David Knott was 32, and as an Albion nut he seemed cursed to have a daughter who hated football. So I became his Saturday surrogate son, at least for the purposes of having someone to take to matches at the Goldstone Ground.

My first Albion game was on a bright and sunny Saturday, 2 September 1967; and it was a trip into dreamland as I witnessed a 1-0 home win against Bury in front of a bustling 13,413 crowd.

I stood with David near the front right of the North Stand and watched in awe as these 22 men battled it out on the sun-kissed grass.

I soaked it all in, including the fact that Bury were captained by Scottish international Bobby Collins, who was hard in the tackle and ran the show from midfield, until we scored.

Our scorer was a tousle-haired inside forward named Kit Napier. He became my immediate hero, and along with Brylcreem-blonde crowd favourite Charlie Livesey, they remain personal Albion legends.

Others in our team that day were the solid Norman Gall, John Napier (no relation to Kit), George Dalton, the emerging midfield dynamo John Templeman and two wingers Wally Gould and Brian “Tiger” Tawse, who would match Knockaert and Skalak for trickery, but maybe not pace!

So I was hooked for life and began a routine of a bus ride on the number 26 from Mile Oak to the ground for a home match every fortnight, and a Football Combination (reserve game) on alternate Saturdays – the matches when you got to talk with the keeper during the game!

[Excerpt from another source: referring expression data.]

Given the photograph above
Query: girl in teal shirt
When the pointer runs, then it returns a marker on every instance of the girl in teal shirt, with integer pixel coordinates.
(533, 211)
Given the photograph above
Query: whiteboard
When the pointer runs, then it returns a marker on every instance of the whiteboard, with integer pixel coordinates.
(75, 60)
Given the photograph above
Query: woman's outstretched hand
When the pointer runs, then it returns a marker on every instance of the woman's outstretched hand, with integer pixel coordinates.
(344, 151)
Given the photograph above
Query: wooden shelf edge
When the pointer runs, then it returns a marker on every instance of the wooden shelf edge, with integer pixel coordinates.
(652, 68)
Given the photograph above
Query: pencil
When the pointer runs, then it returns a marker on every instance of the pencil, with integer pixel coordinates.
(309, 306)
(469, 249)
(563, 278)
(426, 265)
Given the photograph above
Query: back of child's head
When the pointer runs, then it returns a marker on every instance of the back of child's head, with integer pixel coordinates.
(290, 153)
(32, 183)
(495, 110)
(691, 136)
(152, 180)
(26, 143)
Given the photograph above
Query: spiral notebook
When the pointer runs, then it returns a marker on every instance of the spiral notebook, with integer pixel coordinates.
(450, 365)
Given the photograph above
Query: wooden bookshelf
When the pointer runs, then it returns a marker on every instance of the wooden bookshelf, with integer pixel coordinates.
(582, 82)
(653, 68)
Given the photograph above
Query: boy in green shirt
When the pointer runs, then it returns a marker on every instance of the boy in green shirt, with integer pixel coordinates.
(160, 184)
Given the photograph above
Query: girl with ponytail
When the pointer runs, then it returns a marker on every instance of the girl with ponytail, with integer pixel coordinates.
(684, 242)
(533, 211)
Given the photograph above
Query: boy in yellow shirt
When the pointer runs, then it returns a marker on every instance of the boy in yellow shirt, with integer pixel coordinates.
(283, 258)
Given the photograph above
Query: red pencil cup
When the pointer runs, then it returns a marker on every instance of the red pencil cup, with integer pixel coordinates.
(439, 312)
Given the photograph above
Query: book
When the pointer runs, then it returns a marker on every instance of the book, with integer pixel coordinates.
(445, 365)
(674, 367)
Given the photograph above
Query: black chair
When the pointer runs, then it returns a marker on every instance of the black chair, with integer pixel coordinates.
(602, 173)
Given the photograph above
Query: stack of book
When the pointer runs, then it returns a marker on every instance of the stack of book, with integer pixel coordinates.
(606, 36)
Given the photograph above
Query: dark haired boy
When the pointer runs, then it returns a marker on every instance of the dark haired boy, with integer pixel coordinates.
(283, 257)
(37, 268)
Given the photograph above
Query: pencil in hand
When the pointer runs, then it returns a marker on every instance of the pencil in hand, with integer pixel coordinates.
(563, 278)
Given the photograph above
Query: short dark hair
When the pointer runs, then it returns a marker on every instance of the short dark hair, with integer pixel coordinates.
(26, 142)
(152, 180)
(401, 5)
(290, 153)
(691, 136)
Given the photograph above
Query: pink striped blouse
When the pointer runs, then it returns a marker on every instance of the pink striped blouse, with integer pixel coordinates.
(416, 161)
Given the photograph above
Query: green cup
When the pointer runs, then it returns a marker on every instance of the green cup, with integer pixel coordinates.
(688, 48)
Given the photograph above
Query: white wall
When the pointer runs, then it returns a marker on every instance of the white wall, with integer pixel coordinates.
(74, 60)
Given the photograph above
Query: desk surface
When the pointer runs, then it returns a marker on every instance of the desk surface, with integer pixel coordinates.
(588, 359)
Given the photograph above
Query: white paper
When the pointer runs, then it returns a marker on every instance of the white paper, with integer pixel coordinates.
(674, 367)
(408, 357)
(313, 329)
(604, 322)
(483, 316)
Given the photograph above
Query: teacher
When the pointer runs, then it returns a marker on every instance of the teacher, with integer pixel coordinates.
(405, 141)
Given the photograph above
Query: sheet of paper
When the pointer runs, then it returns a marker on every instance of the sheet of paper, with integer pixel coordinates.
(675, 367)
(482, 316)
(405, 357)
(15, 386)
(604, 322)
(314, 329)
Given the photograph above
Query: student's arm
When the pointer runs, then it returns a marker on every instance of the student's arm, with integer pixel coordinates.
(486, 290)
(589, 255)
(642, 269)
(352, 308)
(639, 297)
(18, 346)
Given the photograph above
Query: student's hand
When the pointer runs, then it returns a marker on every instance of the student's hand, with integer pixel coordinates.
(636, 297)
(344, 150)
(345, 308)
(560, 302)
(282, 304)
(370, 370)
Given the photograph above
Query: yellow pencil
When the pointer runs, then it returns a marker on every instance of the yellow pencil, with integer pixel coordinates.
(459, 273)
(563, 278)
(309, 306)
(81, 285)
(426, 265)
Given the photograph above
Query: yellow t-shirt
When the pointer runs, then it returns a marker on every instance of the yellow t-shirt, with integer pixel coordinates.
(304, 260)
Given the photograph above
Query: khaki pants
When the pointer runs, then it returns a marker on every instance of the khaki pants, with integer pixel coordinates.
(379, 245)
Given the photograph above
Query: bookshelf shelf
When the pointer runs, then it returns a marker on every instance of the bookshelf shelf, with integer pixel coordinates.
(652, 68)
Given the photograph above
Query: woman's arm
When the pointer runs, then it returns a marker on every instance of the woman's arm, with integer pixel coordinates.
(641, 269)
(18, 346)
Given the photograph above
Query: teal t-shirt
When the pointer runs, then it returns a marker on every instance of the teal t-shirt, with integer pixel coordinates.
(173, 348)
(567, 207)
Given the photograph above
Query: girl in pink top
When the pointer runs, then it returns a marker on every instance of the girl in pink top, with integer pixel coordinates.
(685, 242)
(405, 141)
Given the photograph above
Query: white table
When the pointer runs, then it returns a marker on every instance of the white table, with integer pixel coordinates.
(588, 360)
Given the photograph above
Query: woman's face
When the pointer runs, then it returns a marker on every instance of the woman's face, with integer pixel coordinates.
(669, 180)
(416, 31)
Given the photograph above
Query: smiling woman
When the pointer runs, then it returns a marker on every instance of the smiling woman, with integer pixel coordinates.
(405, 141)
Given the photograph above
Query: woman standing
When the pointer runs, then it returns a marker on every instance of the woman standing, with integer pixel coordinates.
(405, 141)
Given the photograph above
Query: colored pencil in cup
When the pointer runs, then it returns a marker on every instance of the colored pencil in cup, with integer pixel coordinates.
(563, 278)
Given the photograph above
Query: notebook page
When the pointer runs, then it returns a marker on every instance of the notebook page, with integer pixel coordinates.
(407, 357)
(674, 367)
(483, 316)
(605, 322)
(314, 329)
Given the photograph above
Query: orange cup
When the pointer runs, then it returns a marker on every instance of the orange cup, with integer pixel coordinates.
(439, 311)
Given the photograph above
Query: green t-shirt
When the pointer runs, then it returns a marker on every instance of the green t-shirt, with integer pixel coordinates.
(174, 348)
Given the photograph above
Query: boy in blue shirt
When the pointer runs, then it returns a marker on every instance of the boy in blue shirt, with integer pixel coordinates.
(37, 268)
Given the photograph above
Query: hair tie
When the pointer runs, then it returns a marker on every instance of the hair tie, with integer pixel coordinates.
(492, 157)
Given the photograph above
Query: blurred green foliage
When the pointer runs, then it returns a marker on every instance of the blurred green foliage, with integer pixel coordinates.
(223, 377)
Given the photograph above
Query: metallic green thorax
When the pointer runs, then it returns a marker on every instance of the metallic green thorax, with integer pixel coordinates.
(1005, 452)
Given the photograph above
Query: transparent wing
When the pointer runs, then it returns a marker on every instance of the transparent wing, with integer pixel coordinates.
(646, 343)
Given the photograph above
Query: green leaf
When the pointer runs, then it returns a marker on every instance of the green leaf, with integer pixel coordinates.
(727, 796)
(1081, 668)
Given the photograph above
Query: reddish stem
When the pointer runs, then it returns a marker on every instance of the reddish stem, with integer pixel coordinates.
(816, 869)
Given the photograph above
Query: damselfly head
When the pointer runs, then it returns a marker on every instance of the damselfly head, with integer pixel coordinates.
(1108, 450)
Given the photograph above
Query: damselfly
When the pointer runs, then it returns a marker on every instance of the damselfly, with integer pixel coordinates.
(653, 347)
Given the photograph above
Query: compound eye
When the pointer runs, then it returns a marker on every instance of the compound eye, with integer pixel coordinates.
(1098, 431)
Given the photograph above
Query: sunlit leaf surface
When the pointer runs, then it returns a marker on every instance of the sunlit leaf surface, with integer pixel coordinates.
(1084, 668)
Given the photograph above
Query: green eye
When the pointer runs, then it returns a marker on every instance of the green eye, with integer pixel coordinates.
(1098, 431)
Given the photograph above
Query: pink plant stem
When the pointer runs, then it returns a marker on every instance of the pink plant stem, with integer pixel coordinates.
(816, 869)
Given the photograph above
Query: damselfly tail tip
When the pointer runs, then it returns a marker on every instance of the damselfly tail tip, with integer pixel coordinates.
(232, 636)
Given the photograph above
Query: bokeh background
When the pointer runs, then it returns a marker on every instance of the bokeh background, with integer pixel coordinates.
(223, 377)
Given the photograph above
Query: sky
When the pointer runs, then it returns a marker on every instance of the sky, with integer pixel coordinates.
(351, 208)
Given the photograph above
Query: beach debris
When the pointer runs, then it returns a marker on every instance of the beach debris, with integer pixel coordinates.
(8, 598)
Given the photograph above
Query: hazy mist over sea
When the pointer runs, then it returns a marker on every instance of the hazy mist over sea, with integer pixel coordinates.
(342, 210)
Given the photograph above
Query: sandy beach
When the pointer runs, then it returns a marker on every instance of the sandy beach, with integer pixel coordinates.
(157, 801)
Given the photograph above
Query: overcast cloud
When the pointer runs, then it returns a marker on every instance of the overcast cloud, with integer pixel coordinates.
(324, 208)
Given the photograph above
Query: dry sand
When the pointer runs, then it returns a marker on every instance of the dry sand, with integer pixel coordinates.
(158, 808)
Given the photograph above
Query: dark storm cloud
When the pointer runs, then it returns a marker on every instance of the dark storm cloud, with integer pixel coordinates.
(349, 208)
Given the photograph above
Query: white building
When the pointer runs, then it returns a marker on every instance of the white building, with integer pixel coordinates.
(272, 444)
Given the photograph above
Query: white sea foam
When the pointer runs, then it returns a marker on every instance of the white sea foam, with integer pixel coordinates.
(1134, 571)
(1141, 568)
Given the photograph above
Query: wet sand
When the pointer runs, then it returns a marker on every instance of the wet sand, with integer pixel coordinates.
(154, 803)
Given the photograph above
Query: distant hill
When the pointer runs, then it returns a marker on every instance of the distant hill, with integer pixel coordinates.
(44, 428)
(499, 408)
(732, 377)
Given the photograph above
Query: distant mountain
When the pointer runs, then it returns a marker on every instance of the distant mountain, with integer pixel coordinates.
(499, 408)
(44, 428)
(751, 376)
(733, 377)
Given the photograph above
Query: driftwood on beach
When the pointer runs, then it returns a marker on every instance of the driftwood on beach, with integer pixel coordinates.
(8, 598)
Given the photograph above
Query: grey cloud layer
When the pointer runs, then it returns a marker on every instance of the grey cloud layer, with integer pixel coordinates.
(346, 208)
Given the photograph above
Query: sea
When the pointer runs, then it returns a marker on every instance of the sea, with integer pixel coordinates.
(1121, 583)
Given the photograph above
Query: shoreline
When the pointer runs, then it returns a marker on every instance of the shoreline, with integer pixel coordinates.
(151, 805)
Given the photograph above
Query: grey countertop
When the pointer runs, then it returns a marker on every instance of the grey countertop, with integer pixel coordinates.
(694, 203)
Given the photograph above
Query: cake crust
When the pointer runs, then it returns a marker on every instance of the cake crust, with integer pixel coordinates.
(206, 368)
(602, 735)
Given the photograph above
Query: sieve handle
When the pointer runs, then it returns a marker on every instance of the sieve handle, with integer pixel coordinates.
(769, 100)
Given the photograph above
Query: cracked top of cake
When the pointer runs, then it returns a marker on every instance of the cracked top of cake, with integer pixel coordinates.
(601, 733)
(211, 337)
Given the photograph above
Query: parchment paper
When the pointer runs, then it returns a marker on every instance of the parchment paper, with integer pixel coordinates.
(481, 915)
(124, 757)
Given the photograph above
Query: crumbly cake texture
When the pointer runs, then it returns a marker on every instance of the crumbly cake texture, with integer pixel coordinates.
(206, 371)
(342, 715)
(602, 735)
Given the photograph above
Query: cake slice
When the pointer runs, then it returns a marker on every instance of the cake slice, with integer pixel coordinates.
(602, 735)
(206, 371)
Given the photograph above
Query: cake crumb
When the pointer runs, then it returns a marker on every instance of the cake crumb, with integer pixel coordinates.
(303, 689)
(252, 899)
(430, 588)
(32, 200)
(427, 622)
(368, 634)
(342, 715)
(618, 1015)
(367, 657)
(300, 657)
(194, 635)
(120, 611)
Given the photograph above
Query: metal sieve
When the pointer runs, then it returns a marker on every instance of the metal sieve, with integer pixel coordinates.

Then there came the waiting-in-line at the North-West corner gates for players’ autographs after training, during the school holidays, scrapbooks of match cuttings from the Argus and the obligatory club scarf and a matching Subbuteo team.

It was an all-consuming schoolboy passion.

And a passion, which over these 50 years has endured living in Scotland, Yorkshire and the North East, the hellish fight for the survival of our club in the mid-1990s, the Gillingham and Withdean years and at last the glory of the Amex and our promotion to the promised land of the Premier League.

In 1967, England were World Champions, Harold Wilson was Prime Minister, the newest must-have car was the Ford Escort, mods still fought rockers on Brighton beach, man had yet to land on the moon and colour TV was still just a dream.

Yep, times have changed…

My return bus journey to the Goldstone in 1967 was 8d (about 3p), admission to the North Stand was 2s 9d (13p) – a lot less for the reserve games – the match programme was 1s (5p), a cup of Bovril 2d (1p) and a bag of crisps the same!

So to travel and watch my heroes every Saturday, and enjoy a half-time snack cost a stately 22p!

To put things in perspective: in 1967 a man’s average annual wage was £900, the average mortgage was £80 a year and a loaf of bread was just 5p… a season ticket to watch the English champions Manchester United was £8.50.

To allow for inflation, £1 in 1967 is worth £16.80 today, so I’ll let you do the maths and comparisons.

Now, aged 62 and sitting in front of a state-of-the-art PC with Sergeant Pepper’s playing on iPlayer, the years come tumbling back and memories of that sunny Saturday in 1967 will never leave me.